The vast majority of business owners put their heart and soul into building their business, with it becoming their most important financial asset. Your business determines your wealth generation capacity and the lifestyle you fund for you and your family. Although the profitability and value of a business in the future can be forecasted, they are never guaranteed. Therefore, when developing a financial plan, it should be flexible and capable of incorporating a range of potential scenarios.

In good years, your financial plan should guide you to minimise the taxes you pay and to grow the value of your assets. In bad years, the sensible decisions you have made in the good years should help you financially navigate these tougher times.

Financial planning for business owners is different to that of employees because they have unique financial circumstances, and their financial success is usually dependent on growing the value of their company. This is evident in a number of areas.

Income

Business owners have a more variable income compared to employees who typically receive a fixed, predictable salary. A business owner’s income can fluctuate depending on the stage the business is at, the success of the business, economic conditions, and many other factors. This makes financial planning for business owners more challenging, with an ongoing need to be nimble and adaptive to changing circumstances.

Your financial plan should be capable of depicting how a potential change in the income you take from your company will impact your objectives all the way into retirement years.

Taxation

Business owners have more complex tax obligations and opportunities compared to employees. You have the benefit of having more control over how you take income and extract profits from the company, but with this comes a requirement for expert tax planning and a need for professional advice. This variability with regards to income and taking profits requires careful planning each year.

There is often a trade-off between taking more income and paying tax or reinvesting in the business and/or keeping reserves. This trade-off decision needs careful consideration each year and is impacted by a range of factors including the future forecasted success of the business and your own personal financial requirements.

Retirement planning

Business owners need to plan for their long-term financial well-being, including their retirement and in the absence of anyone else to do it for them, need to put their own pension plan in place.

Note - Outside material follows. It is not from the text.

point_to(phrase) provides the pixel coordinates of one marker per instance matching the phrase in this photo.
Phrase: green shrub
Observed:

For an employee, retirement planning most often refers to building a pension pot that provides an income in retirement. However, for business owners, retirement often means selling the company and realising the value that has been built up over time. Nonetheless, including an element of pension planning within the overall business exit plan provides opportunities to increase the tax efficiency of your exit and extraction of wealth from the business both before and at the point of sale.

If your plan includes availing of retirement or entrepreneurial relief, pension funding can ensure that you are extracting profit out of the business into your name, while also ensuring you are keeping the overall value of the business within the scope of these reliefs.

Investing

Having an investment plan in place ensures that when you have money to invest, for example at the end of the year when making a lump sum pension contribution, you already know where and how to invest it. Pension contributions should always be invested in line with your personal investment goals and your financial plan. A strategic and planned approach should be taken with all investment decisions.

This pre-planned and aligned approach ensures that common investment mistakes are avoided. It also provides a context within which so called ‘good opportunities’ being pitched by product providers can be assessed from your perspective, to ensure that your hard-earned money is invested in line with your objectives. Unfortunately, we often see business owners without an investment plan making a series of lump sum pension investments in quite an ad-hoc fashion. The investment decisions often have no real correlation with each other or with the personal financial objectives of the business owner, have high fees and management charges, and typically lack the diversification needed to manage risk over the long-term.

In most cases, financial planning for business owners is more complex and requires more expertise than that for employees. Savvy business owners benefit from working with a specialist investment professional, financial advisor or accountant who has the capability of assisting them in aligning their company investment strategies with their own personal financial plan.